It’s been 5 years since the flood waters ravished the streets of Louisiana. Hurricane Katrina had destroyed homes, damaged landmarks and left the city in disarray and despair. New Orleans at one point, seemed to have been lost to the storm, but after the waters receded, a ray of hope emerges.
Before the hurricane the schools in New Orleans was deemed unsatisfactory by the locals as. Cash-strapped and under-performing, education sat on the back burner. From 2000 to 2004, enrollment in the schools declined from 77, 610 to 64,920 and an increasing amount of people were dropping out altogether.
In 2005, the state of Louisiana deemed 64 percent of the city’s schools “academically unacceptable. But when Katrina hit at the end of August 2005, the city was wiped clean of its students and teachers as they were forced to evacuate. And in November, the Legislature expressed an emergency session to give the state the authority to take over the school’s districts it considered to be “academically in crisis.”

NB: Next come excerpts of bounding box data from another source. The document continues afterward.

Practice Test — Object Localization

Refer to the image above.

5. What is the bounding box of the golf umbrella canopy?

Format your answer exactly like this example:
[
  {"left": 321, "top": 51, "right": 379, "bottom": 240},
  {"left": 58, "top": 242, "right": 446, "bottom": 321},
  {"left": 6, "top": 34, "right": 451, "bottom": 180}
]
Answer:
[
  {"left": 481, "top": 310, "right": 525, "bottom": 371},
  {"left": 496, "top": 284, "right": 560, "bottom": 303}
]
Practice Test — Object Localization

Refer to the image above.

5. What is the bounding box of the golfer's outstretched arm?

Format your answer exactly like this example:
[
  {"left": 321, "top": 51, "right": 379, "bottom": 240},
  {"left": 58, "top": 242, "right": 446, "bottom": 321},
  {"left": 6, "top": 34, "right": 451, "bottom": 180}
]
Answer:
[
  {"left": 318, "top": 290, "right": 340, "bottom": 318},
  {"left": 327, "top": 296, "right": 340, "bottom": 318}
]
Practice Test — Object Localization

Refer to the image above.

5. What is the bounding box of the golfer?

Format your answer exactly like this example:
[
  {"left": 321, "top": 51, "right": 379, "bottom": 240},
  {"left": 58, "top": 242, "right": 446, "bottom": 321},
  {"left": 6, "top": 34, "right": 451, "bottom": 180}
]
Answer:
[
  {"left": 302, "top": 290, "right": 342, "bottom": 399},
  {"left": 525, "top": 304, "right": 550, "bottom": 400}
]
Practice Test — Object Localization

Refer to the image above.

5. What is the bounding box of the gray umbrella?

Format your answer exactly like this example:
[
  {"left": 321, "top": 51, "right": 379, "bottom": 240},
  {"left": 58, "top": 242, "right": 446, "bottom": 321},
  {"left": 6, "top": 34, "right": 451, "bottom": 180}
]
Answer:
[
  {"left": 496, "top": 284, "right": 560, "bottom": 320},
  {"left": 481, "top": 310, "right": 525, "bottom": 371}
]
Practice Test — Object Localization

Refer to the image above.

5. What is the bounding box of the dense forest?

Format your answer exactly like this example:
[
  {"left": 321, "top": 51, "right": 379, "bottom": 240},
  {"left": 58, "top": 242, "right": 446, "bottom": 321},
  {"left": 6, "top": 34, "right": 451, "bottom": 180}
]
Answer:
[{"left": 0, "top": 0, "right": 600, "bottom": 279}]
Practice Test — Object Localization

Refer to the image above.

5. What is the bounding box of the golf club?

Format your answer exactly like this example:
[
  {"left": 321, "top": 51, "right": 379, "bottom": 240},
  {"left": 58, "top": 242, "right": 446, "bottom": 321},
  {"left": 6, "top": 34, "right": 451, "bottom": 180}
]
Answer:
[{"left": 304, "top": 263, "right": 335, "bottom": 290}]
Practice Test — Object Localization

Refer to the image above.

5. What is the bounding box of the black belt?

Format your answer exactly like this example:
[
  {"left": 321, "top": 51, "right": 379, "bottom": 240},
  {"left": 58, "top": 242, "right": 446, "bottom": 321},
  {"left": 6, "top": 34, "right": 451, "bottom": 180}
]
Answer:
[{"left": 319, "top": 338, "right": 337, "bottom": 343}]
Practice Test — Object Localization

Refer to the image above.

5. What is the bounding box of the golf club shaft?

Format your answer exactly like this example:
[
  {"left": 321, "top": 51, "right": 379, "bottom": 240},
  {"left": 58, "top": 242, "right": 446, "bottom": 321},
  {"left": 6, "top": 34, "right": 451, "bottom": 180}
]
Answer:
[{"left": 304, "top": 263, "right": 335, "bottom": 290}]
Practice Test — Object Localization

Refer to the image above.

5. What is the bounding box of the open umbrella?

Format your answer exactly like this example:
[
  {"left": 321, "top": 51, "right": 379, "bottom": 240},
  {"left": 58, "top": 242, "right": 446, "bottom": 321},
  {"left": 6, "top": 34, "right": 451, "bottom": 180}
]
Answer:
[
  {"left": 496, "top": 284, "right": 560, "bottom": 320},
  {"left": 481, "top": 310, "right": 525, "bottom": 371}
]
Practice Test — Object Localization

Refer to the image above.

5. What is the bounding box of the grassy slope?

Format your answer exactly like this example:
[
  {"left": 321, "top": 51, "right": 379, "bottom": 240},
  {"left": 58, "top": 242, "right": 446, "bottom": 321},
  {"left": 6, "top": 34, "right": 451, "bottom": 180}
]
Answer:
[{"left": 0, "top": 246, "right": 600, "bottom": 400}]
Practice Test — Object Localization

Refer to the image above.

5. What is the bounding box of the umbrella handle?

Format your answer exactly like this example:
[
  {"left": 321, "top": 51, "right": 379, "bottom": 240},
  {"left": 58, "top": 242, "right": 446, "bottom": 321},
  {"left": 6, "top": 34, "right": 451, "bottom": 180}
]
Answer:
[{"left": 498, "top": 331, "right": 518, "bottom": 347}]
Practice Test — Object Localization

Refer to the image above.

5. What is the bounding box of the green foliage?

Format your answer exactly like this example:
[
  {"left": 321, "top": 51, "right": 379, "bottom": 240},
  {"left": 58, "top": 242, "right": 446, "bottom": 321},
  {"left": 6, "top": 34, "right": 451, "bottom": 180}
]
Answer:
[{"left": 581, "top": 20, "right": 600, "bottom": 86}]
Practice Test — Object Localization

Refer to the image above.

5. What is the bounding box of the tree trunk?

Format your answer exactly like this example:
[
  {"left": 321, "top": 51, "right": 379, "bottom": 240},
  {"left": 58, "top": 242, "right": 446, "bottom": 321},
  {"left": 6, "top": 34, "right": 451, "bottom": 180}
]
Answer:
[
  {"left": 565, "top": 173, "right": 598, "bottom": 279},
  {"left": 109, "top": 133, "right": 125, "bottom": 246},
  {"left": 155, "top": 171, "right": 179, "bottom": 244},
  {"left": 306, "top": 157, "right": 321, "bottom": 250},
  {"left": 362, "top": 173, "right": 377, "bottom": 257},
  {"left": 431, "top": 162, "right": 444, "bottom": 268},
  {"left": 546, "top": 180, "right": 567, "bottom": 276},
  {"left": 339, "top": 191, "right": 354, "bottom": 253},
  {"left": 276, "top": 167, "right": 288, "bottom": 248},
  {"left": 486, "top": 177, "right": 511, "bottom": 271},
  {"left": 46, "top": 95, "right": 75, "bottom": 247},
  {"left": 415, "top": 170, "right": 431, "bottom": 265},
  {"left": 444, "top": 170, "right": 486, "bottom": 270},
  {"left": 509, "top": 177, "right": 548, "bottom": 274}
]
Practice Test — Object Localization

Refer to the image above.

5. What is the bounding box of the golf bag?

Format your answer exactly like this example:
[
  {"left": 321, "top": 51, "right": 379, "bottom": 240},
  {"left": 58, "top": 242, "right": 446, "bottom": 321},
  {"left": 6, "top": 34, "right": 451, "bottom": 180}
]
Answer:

The “Recovery School District” was then instituted taking 1-7 under-performing Orleans Parish public schools in the city under the states control. Private organizations converted the ailing schools into charter schools and left 16 schools that performed above the state average standard before Katrina.
Today the schools have greatly improved as the Cowen Institute recently reported that just 42 percent of New Orleans schools are “academically unacceptable.” This is wonderful news seeing as the numbers went down from 64 percent from before Katrina.
Education in the Big Easy dramatically improved despite the horrific disaster. The rebuilding of 85 schools damaged during the hurricane acts as a symbol of faith in the next generation’s future. And it just goes to show that good things can come out of a bad situation.